Ghanaian musician (born 1982)

Eugene Baah, better known by his stage name Choirmaster (born 26 July 1982) is a Ghanaian hip life/afropop singer-songwriter, record producer and entrepreneur. He became widely known as the leader of the defunct hiplife group Praye before going solo. He has earned numerous awards and additional nominations.

==Career==
He joined forces with two other acts, Steven Fiawoo (Praye Tietia) and Nana Kwame (Praye Tenten) to form the music trio, Praye. Their first taste of success came when they won the maiden edition of the Nescafe African Revelation.
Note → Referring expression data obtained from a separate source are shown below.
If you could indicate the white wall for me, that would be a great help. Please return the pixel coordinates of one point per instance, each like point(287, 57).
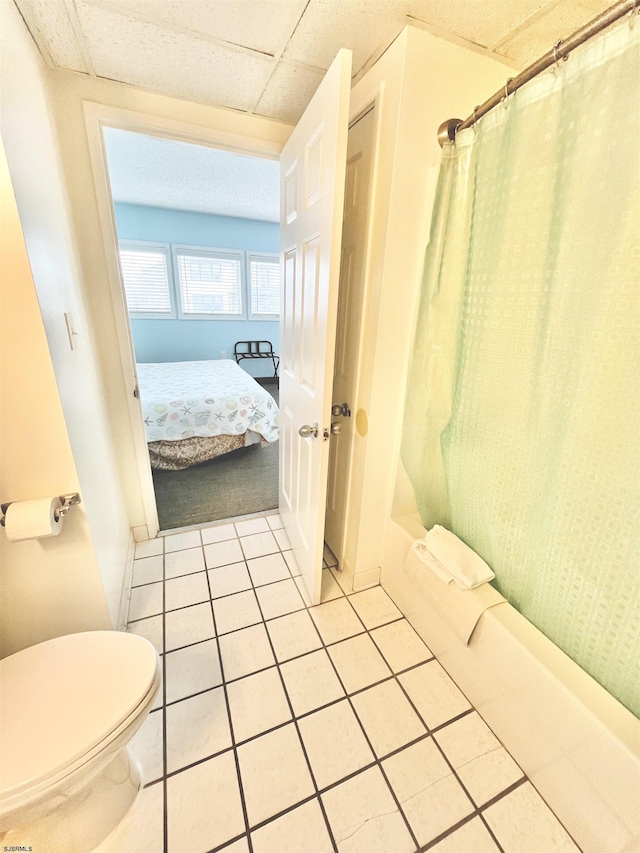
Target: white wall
point(31, 146)
point(424, 81)
point(50, 586)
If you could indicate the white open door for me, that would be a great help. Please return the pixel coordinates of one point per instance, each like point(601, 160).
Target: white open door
point(312, 172)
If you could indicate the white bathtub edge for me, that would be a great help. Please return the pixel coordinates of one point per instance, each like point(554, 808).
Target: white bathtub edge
point(579, 746)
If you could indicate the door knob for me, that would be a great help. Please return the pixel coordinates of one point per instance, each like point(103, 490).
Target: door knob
point(343, 410)
point(307, 431)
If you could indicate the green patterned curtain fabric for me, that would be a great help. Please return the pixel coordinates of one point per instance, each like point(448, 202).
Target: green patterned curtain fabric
point(522, 421)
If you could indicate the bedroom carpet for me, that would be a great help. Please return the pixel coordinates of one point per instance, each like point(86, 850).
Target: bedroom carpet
point(237, 483)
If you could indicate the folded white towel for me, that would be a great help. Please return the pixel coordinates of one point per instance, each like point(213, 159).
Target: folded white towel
point(450, 559)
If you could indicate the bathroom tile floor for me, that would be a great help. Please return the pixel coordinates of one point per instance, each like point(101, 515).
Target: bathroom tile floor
point(284, 727)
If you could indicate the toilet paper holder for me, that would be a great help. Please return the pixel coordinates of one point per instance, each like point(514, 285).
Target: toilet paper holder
point(66, 501)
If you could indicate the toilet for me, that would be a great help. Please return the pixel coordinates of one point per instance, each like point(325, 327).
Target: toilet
point(68, 708)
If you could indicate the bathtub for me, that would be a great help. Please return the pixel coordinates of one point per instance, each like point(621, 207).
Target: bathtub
point(579, 746)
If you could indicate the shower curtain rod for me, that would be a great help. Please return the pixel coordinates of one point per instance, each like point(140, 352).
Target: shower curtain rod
point(561, 50)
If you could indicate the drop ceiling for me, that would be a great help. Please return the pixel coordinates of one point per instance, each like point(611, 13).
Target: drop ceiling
point(266, 57)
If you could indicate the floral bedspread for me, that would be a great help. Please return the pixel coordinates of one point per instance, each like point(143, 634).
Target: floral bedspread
point(182, 399)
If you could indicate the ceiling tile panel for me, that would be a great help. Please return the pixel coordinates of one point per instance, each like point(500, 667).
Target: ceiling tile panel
point(172, 63)
point(288, 92)
point(364, 26)
point(559, 21)
point(51, 28)
point(262, 25)
point(481, 23)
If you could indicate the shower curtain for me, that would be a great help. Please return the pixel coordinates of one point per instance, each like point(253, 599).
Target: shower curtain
point(522, 420)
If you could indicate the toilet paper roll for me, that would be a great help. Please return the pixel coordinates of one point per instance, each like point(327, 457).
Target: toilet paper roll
point(33, 519)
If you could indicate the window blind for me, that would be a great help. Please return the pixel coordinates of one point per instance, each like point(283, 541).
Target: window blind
point(264, 278)
point(146, 280)
point(210, 283)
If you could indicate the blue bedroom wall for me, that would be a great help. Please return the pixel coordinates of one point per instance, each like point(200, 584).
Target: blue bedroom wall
point(192, 340)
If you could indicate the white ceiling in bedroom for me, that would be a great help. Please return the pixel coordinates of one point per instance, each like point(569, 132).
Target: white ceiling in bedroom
point(167, 173)
point(268, 56)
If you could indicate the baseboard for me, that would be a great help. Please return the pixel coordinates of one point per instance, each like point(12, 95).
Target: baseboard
point(364, 580)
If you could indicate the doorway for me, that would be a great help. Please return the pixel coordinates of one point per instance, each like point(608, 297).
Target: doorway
point(198, 233)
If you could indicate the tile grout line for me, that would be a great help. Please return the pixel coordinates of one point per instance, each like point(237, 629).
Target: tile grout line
point(165, 805)
point(430, 730)
point(377, 761)
point(525, 777)
point(295, 722)
point(230, 721)
point(394, 676)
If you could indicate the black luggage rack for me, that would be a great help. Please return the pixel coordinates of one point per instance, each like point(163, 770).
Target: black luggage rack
point(256, 349)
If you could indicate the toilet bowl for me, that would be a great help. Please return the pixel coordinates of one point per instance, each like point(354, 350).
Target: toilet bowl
point(68, 708)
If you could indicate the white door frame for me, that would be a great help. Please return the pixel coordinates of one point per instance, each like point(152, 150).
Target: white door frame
point(98, 116)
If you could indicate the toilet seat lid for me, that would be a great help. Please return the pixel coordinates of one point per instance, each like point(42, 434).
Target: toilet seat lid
point(61, 698)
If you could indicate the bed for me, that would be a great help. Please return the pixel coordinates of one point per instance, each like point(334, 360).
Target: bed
point(196, 410)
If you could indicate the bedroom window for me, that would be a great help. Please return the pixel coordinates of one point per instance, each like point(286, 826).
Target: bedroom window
point(210, 283)
point(145, 273)
point(264, 286)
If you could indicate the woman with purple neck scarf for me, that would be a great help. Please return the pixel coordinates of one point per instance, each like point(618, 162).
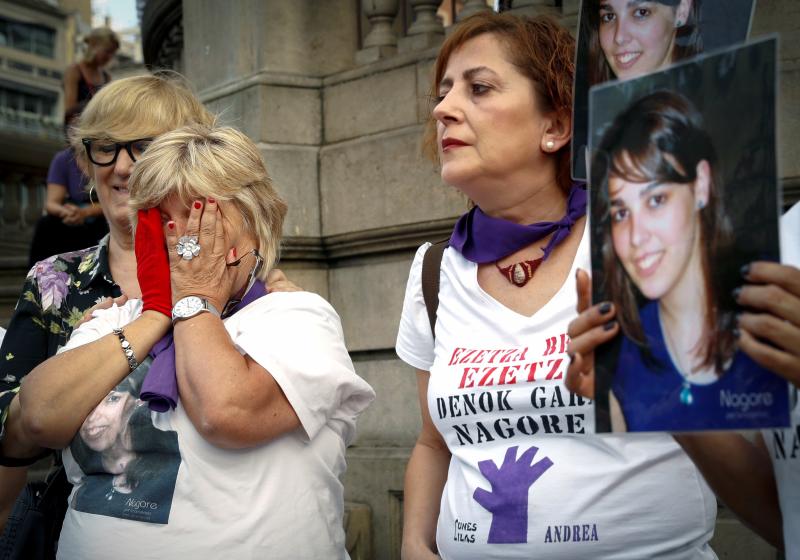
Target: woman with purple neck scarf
point(506, 465)
point(252, 397)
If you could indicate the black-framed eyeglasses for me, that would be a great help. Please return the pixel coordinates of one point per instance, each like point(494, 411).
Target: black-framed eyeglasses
point(105, 152)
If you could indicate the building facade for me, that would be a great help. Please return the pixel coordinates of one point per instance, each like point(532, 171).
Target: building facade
point(335, 94)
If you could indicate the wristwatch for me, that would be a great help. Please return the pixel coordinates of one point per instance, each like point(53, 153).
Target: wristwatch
point(190, 306)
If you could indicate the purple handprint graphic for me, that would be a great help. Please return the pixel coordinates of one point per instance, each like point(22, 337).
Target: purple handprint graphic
point(508, 500)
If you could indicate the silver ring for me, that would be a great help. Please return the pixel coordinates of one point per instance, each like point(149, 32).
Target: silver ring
point(188, 247)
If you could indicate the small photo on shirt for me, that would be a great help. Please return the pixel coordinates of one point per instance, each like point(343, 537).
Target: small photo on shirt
point(684, 193)
point(625, 39)
point(128, 466)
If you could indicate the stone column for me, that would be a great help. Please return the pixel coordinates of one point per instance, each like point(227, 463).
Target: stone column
point(381, 41)
point(426, 31)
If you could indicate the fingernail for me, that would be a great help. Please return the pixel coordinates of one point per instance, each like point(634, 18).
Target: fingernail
point(745, 270)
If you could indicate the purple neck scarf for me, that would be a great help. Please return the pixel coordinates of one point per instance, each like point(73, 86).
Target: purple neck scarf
point(484, 239)
point(160, 387)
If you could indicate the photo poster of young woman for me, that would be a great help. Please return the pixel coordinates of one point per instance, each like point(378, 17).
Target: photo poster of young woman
point(683, 193)
point(624, 39)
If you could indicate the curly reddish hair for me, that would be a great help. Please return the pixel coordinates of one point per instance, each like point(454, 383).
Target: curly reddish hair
point(541, 49)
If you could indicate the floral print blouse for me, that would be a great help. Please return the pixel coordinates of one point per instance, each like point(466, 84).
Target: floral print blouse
point(57, 292)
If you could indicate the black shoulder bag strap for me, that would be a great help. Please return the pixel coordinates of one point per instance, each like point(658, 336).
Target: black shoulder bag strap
point(431, 267)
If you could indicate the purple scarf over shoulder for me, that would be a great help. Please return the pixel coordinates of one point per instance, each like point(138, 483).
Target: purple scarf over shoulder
point(484, 239)
point(160, 387)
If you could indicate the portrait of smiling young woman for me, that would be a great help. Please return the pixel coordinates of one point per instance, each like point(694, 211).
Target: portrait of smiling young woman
point(490, 481)
point(639, 37)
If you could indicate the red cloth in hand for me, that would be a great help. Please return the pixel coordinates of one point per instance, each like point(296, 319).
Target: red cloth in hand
point(152, 263)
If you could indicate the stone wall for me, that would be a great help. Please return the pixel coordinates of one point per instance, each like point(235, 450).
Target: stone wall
point(342, 142)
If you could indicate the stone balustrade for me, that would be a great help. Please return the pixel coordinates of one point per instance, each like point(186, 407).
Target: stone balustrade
point(44, 126)
point(22, 194)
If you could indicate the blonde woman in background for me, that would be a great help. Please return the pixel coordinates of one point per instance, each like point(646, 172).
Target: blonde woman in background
point(83, 79)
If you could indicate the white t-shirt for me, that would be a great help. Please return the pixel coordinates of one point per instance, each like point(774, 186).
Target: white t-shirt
point(522, 483)
point(282, 499)
point(784, 445)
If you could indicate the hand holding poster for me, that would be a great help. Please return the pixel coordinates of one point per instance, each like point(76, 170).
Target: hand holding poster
point(682, 197)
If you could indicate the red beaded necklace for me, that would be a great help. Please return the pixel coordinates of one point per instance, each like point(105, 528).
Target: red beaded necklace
point(519, 273)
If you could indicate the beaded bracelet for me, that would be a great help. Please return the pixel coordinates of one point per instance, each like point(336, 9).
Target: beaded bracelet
point(127, 349)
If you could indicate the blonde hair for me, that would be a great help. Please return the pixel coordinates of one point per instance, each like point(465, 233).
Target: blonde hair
point(98, 38)
point(136, 107)
point(200, 161)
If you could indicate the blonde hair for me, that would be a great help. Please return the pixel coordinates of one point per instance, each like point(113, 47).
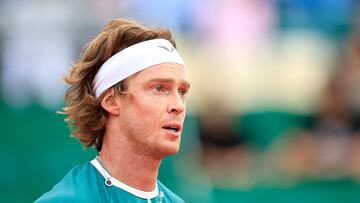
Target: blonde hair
point(85, 115)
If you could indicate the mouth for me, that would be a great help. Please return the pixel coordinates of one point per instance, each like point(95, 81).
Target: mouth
point(175, 128)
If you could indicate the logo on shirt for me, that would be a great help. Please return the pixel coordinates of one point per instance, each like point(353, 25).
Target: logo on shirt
point(171, 49)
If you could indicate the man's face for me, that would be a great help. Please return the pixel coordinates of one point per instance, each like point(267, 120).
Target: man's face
point(153, 113)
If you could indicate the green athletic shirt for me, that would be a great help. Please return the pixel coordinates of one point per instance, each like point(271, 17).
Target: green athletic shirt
point(86, 183)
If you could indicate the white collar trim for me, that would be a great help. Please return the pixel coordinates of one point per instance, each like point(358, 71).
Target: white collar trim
point(121, 185)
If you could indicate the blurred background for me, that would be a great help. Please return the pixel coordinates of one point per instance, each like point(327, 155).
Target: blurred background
point(273, 111)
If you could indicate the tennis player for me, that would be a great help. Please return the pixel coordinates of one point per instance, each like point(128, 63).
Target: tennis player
point(127, 99)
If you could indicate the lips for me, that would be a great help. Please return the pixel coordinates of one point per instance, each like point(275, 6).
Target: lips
point(173, 127)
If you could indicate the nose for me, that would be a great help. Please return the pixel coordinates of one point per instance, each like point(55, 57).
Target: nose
point(177, 105)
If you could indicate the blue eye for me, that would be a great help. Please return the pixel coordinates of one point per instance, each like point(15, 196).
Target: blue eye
point(159, 88)
point(183, 92)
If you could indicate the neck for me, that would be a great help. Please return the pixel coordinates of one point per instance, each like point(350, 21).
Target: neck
point(134, 169)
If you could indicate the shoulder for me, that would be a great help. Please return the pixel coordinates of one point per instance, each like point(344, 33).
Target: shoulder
point(74, 187)
point(169, 195)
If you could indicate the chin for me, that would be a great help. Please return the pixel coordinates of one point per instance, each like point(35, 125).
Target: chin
point(169, 149)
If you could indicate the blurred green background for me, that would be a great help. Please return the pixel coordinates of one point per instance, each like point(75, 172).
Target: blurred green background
point(273, 111)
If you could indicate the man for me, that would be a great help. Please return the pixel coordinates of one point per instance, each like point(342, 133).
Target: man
point(127, 99)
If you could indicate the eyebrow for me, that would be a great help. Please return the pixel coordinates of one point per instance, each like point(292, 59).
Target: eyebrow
point(166, 80)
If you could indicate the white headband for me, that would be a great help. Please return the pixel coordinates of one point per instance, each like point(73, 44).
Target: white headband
point(132, 60)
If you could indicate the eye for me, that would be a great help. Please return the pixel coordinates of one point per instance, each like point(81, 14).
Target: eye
point(183, 92)
point(159, 88)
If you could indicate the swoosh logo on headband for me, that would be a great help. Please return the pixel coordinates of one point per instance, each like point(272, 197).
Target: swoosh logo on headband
point(171, 49)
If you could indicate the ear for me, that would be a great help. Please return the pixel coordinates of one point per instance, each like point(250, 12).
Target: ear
point(111, 103)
The group went on to win some prominent awards including the Best Group in West Africa at the Kora Awards in 2005.
But the family of Praye died when after ten years, the group split to pursue solo interests and that split birthed a new artiste, Choirmaster.

His debut song, "Ghana's Most Beautiful", became the theme song of a popular beauty pageant show, TV3 Ghana's Most Beautiful, which gave him the recognition he needed to rebrand his career as a solo artiste. Some of his known songs are "Pull Him Down" which was nominated for Best Hiplife Video of the Year during THE 2014 4Syte Music Video Awards, "Obsession", "Last Born" ft Black Rasta.

==Personal life==
Choirmaster was married to Ghanaian actress Beverly Afaglo who passed away on the 24th of May, 2026.